Волны успокаивались, будто вторя его думам, и бледный от счастья Левушка улыбался его улыбкой — рассеянной, мечтательной и упрямой.
Он проснулся от упорного скребота воды, трущейся по обшивке корабля. Море опять осердилось. Оно расшатывало железные скрепы, оно скреблось, ища щелей, требуя, прорываясь.
Радостный страх наполнил сердце: он почти желал сейчас победы моря, своего соединения с жадной и размашистой стихией. Судорожное вздрагиванье и клокотанье, лихорадочный стук машины и стон металла доносились снизу глухо, словно бы со дна, из-под земли даже. Утроба и торс пироскафа чудовищным напряженьем всех мускулов сопротивлялись плену и гибели. Но чем ожесточенней разгоралась эта схватка, тем радостней становилась душа.
"Жизнь для волненья дана: жизнь и волненье — одно", — вспомнил он. И сразу — как это часто случалось в молодости — прежние, вдруг явившиеся строки поманили за собой новые, задоря и суля удачу.
…Огромно полуденное море. Обширна и однообразна, как северное небо, оставленная позади судьба.
…Бессмертно и роскошно море. Ничтожна прожитая жизнь, бедная, затаенно-страстная — странная.
…Огромно и свободно море; велика и богата жизнь.

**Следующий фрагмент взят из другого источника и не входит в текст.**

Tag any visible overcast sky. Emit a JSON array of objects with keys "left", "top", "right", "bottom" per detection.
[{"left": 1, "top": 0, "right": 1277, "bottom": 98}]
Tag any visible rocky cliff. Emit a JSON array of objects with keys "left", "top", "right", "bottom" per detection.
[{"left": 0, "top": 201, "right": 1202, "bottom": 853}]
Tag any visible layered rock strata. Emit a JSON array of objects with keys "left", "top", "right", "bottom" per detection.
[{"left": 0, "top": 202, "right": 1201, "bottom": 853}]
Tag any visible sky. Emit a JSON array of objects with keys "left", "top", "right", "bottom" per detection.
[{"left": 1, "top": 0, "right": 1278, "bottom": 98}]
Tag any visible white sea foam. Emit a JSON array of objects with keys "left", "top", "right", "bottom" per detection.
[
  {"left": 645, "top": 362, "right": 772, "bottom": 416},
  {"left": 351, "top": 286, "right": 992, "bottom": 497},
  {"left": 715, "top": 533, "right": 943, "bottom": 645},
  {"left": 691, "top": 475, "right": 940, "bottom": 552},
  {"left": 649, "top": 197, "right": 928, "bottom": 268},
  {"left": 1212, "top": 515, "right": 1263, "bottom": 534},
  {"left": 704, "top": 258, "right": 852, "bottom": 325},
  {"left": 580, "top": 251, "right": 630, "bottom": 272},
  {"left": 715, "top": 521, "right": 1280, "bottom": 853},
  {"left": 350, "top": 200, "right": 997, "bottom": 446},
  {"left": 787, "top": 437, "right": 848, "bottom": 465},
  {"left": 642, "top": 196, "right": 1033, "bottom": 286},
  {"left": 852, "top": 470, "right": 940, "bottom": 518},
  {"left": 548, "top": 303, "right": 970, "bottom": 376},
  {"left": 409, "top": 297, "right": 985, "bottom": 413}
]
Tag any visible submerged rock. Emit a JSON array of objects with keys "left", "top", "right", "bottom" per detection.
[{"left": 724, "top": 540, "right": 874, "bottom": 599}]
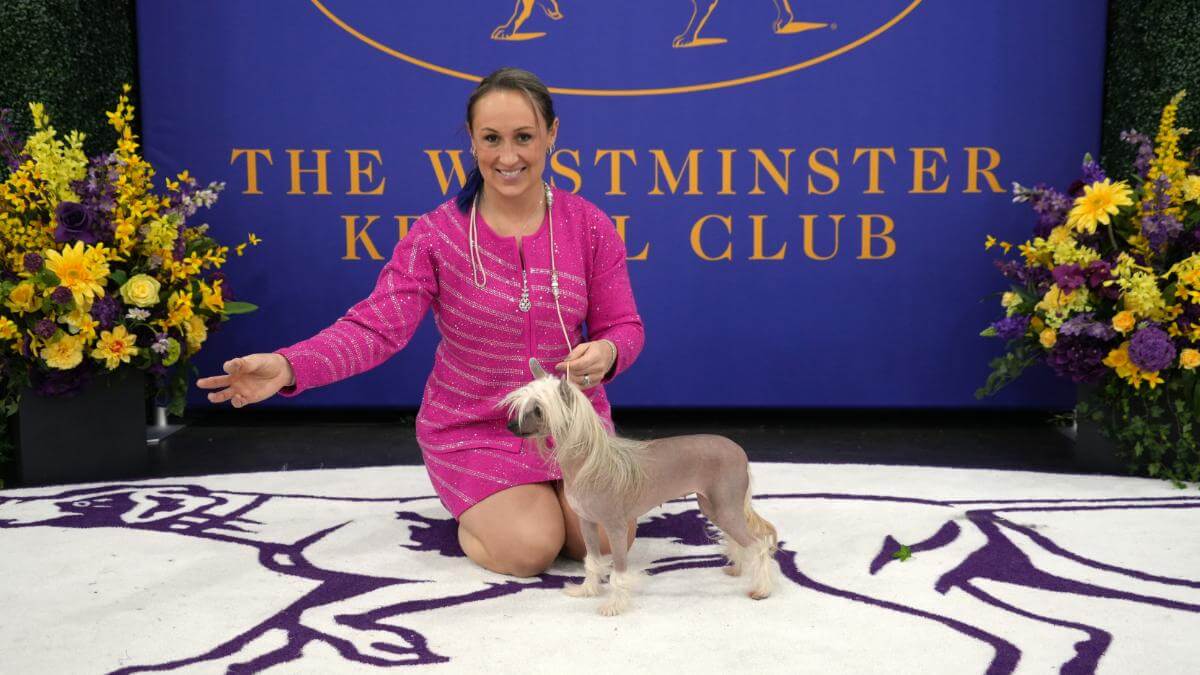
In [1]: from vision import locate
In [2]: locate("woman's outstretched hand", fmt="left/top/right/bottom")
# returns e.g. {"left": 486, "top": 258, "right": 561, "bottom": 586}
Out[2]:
{"left": 196, "top": 353, "right": 294, "bottom": 408}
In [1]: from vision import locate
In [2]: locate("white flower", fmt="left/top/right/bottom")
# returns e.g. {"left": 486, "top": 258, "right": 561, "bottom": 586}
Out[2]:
{"left": 126, "top": 308, "right": 151, "bottom": 320}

И безбрежность — главный закон ее…
— Левушка, отчего ты не спишь? — спросил он шепотом,
— Боюсь Италию проспать. А вы, папа, отчего?
Он засмеялся смущенно:
— Тоже боюсь… Но послушай, коли не спишь:
Ты не спишь, мальчик?
— Что вы, папа!
И он продолжал далее, неспешно и твердо, словно то были стихи давние, прочно прижившиеся в сердце и в памяти:
Домики высокой окраины окрылялись плоскими, остро вытянутыми кровлями; ниже стройными линиями располагались зданья более веские, но, мнилось, тоже готовые взмыть в ясный, трепещущий от лучей простор. И даже явно тяготеющие к каменной почве грациозно-грузные палаццо цвета старой слоновой кости сохраняли осанку высоты, и небо охотно дарило их прикасаньями блеска и синевы.
— Птичий город, — определила Настасья Львовна.
Да, что-то птичье, лениво-летящее узнавалось в этой столице сияющего воздуха и шелестящего моря, осеняемого сонмами белых чаек. Это сходство дополнялось летучими бандами лаццарони — они то и дело осаждали коляску, спархивая откуда-то сверху, и, широко взмахивая руками, бросались чуть не под колеса экипажа. Тощие, полунагие, облитые влажным коричневым загаром, они улыбались щедро и зубасто, — но, убедившись, что услуги их не надобны, мгновенно сникали, и живописнейшие перья их лохмотьев линяли на глазах. С ленивой злостью плюя вслед удаляющейся пролетке, оборванцы плелись к своим корзинам, похожим на громадные гнезда, и погружались в беспечный сон.
Легок и улыбчив был город, пернато простертый над лазурным заливом. И, добродушно раскинувшись, лежал на дальнем берегу плавный холм, попыхивая мягким домашним дымком.
— Это и есть Везувий? — разочарованно спросил Николенька. Настасья Львовна удовлетворенно кивнула.
— Смотри, ангел мой, — восхищенно говорил Евгений, показывая на полуголого неаполитанца в красной шапке, едущего шажком на осле. — Смотри, как весело и гордо его лицо! Это не всадник, а блаженный. Он верует, что родное солнце никогда не оставит его своей лаской… Как он упоительно счастлив! И ведь даже не подозревает об этом.
— Все, друг мой, счастливы, каждый на свой лад. И редко кто понимает свое счастие… Ах, но что это?
Навстречу медленно подвигалось парадно одетое войско. Флейты пели томительно и зазывно; уныло гудели и ухали барабаны, обитые черным сукном.
— Это похороны, да? — возбужденно спросил Левушка. — Я погляжу… — И тотчас выпрыгнул из коляски, оттертой к обочине надвигающимся шествием.
— Боже, да куда же он? — встревожилась Настасья Львовна. — Верните его! — крикнула она веттурино, набожно снявшему измятый цилиндр.
Но Левушка, успевший протолкаться в самую середину процессии, уже пробирался назад.
— Маман, я все видел! Покойника несут в открытом гробе. Он такой важный, красивый… — Левушка вздрогнул. — Орлиное выражение. А гроб, по-моему, кипарисовый.